= Natasha Lehrer =

British writer and translator

Natasha Lehrer is a British writer and literary translator. She was born in London and studied at Oxford University and the Université de Paris VIII.

Her longform essays and reviews have appeared in The Guardian, The Observer, the Times Literary Supplement, The Nation, Haaretz, Frieze Magazine and The Paris Review.
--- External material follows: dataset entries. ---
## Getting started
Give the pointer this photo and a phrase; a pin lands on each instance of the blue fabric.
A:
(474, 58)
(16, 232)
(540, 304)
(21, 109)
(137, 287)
She is a former literary editor of the Jewish Quarterly magazine and judge of the Jewish Quarterly-Wingate Prize.

==Awards==
- 2016: Joint winner, with Cecile Menon, of the Scott Moncrieff Prize for their translation of Nathalie Léger's Suite for Barbara Loden.
- 2017 Shortlisted for the 2017 Albertine Prize and the 2017 French American Foundation Translation Prize for Suite for Barbara Loden by Nathalie Léger.
- 2020 Received a French Voices award for The White Dress by Nathalie Léger.
- 2020 Shortlisted for the 2020 Scott Moncrieff Prize for Memories of Low Tide by Chantal Thomas.
- 2020 Shortlisted for the Believer 2021 fiction prize for The White Dress by Nathalie Léger.
- 2021 Shortlisted for the 2021 French-American Foundation Translation Prize for The Last Days of Ellis Island by Gaëlle Josse.
- 2025 Shortlisted for the National Book Award for Translated Literature for Sad Tiger by Neige Sinno
- 2025 Winner of the National Book Critics Circle Gregg Barrios Book in Translation Prize for Sad Tiger by Neige Sinno.

==Translations==
- 2026 - A Hymn to Life, by Gisèle Pelicot (Bodley Head)
- 2025 - After the End, by Barbara Abel (HarperVia)
- 2025 - Sad Tiger, by Neige Sinno (Seven Stories Press)
- 2025 - The Propagandist, by Cécile Despraisies (New Vessel Press / Swift Press)
- 2024 - Swimming in Paris, by Colombe Schneck, with Lauren Elkin (Penguin Press)
- 2023 - As Rich As the King, by Abigail Assor (Pushkin Press)
- 2022 – Our Unexpected Brothers, by Amin Maalouf (World Editions)
- 2022 – Absence, by Lucie Paye (Les Fugitives)
- 2022 – The Vanished Collection, by Pauline Baer de Perignon (New Vessel Press)
- 2021 – Consent, by Vanessa Springora (HarperCollins)
- 2020 – I Hate Men, by Pauline Harmange (4th Estate)
- 2020 – Villa of Delirium, by Adrien Goetz (New Vessel Press)
- 2020 – The Last Days of Ellis Island, by Gaëlle Josse (World Editions)
- 2020 – The Sailor of Casablanca, by Charline Malaval (Hodder and Stoughton)
- 2020 – The Most Beautiful Job in the World, by Giulia Mensitieri (Bloomsbury Publishing)
- 2020 – The White Dress, by Nathalie Léger (Les Fugitives / Dorothy, a publishing project)
- 2019 – Memories of Low Tide, by Chantal Thomas (Pushkin Press)
- 2019 – Chinese Spies: From Chairman Mao to Xi Jinping, by Roger Faligot (Hurst/OUP)
- 2019 – Doves Among Hawks: Struggles of the Israeli Peace Movement, by Samy Cohen (Hurst/OUP) (with Cynthia Schoch)
- 2018 – The Survival of the Jews in France, by Jacques Semelin (Hurst/OUP) (with Cynthia Schoch)
- 2018 – A Call for Revolution, by the Dalai Lama (Penguin Random House) (with Georgia de Chamberet)
- 2018 – The Sacred Conspiracy, by Georges Bataille et al (Atlas Press)
- 2017 – The Punishments of Hell, by Robert Desnos (Atlas Press)
- 2016 – Equipée: Journey to the Land of the Real, by Victor Segalen (Atlas Press)
- 2015 – Suite for Barbara Loden, by Nathalie Léger (Les Fugitives / Dorothy, a publishing project) (with Cécile Menon)

She lives in Paris with her husband and three children.